The Honorable Judith M. Billings, Senior Judge, sat by special assignment as authorized by law. See generally Utah R. Jud. Admin. 11-201(6).
Although the district court found that Fadel left the mediation prior to its conclusion, the parties dispute the circumstances leading to Fadel not being present for the entire mediation. We conclude that the precise circumstances are not pertinent to the issues presented on appeal.
The thrust of this motion was to ask the court to preclude Deseret First from pursuing the claim for contractual attorney fees that it had included in its complaint, an issue apparently mooted by the Settlement Agreement. But the merits of the motion are not at issue here; rather, its significance lies in the fact that Fadel filed it after having been replaced as counsel for the Trust.
Sometime after the First Ruling, Fadel had filed an appeal from the district court's dismissal of the Deseret First-Trust litigation.
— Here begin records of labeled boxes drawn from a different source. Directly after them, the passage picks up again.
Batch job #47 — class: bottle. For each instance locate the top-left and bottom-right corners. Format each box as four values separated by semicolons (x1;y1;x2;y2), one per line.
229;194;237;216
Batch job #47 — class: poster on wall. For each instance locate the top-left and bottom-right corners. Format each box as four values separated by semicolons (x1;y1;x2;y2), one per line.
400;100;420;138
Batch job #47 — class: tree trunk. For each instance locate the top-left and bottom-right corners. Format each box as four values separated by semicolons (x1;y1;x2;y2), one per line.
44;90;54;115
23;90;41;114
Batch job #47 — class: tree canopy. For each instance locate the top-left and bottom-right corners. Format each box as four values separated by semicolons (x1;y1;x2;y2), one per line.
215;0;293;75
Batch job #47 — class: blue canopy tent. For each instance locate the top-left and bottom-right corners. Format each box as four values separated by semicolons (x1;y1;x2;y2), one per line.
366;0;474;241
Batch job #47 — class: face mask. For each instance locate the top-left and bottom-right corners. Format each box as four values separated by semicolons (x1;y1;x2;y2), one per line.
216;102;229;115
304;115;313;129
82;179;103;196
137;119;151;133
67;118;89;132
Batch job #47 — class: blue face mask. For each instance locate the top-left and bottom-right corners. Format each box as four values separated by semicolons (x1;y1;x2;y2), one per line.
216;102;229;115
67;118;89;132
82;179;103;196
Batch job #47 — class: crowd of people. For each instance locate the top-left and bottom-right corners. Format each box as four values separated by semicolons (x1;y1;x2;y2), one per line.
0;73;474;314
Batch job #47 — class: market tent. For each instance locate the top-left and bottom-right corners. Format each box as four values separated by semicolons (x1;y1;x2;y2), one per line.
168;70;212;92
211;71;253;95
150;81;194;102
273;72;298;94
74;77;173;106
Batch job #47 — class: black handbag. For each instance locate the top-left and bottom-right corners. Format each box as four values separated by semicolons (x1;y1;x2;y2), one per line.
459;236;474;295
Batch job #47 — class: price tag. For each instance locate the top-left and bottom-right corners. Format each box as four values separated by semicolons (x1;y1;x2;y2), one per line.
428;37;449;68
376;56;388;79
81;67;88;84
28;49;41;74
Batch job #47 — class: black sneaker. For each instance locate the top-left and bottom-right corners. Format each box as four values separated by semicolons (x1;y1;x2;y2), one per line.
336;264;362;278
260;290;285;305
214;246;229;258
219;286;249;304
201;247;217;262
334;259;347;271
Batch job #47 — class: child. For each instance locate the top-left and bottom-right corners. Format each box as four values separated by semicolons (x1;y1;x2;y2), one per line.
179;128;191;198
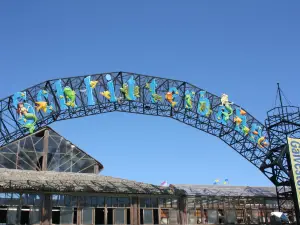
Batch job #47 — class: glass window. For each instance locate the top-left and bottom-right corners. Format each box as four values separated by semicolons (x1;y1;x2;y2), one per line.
91;196;98;207
119;198;130;207
207;210;218;224
60;207;73;224
226;210;236;224
166;198;172;208
7;207;17;224
111;197;118;207
29;207;41;224
159;198;166;208
160;209;169;224
151;198;158;208
114;209;125;224
97;197;105;207
144;209;153;224
106;197;112;207
172;198;177;209
82;208;93;224
65;195;72;206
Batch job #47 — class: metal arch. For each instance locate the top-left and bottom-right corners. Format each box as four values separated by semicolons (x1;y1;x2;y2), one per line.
0;72;282;183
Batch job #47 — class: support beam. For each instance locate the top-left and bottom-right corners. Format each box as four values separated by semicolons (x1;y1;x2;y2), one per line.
41;194;52;225
42;130;49;171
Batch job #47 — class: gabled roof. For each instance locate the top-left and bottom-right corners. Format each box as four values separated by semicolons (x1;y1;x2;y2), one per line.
0;169;173;195
0;127;103;173
173;184;277;197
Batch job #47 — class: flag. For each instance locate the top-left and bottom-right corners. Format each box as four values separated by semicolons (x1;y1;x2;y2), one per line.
160;181;168;187
214;179;220;185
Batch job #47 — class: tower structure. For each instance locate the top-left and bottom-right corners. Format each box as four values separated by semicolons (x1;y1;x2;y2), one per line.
261;84;300;225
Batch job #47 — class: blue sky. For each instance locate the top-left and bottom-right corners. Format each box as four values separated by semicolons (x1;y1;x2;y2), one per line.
0;0;300;186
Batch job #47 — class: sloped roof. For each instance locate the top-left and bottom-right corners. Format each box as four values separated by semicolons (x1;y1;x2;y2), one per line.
173;184;277;197
0;169;173;195
0;127;103;173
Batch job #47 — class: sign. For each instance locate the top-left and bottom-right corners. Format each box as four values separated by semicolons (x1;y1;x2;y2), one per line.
288;138;300;206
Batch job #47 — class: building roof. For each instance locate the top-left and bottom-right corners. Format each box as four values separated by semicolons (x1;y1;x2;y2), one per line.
173;184;277;197
0;168;173;195
0;168;276;198
0;127;103;173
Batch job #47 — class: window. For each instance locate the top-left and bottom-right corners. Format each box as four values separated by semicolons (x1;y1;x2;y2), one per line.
160;209;169;224
114;209;125;224
226;209;236;224
60;207;73;224
118;198;130;207
82;208;93;224
143;209;153;224
97;196;105;207
52;208;60;224
106;197;130;208
140;198;158;208
159;198;177;208
207;209;218;224
0;207;7;224
29;206;40;224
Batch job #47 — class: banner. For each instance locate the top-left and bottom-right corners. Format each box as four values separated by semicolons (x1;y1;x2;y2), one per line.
288;138;300;206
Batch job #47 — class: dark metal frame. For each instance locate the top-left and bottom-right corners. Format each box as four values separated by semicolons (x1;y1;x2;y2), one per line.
0;72;300;221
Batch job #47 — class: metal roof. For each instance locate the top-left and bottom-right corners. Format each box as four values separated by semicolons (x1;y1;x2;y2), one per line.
0;168;173;195
0;127;103;173
173;184;277;197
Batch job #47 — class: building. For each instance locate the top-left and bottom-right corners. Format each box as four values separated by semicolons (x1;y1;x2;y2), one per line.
0;127;286;225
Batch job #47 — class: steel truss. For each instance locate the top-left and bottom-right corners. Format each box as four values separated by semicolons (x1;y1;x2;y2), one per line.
0;72;299;220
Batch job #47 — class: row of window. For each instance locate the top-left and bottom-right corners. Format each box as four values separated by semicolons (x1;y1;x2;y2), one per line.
187;196;278;209
188;209;278;224
0;193;178;208
0;207;178;224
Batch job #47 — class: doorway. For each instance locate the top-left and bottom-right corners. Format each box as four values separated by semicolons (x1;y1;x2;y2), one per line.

We dismissed Fadel's appeal in mid-May 2012 on two grounds: (1) because he had been replaced as counsel, Fadel had "no right to file a notice of appeal on behalf of [the Trust]," and thus, the court had no jurisdiction to consider the propriety of the dismissal; and (2) no final, appealable order relating to Fadel himself had yet been entered because "[a] motion for sanctions against Fadel is currently pending in the district court." Deseret First Fed. Credit Union v. Parkin, 2012 UT App 140, ¶¶ 2-4, 278 P.3d 630 (per curiam).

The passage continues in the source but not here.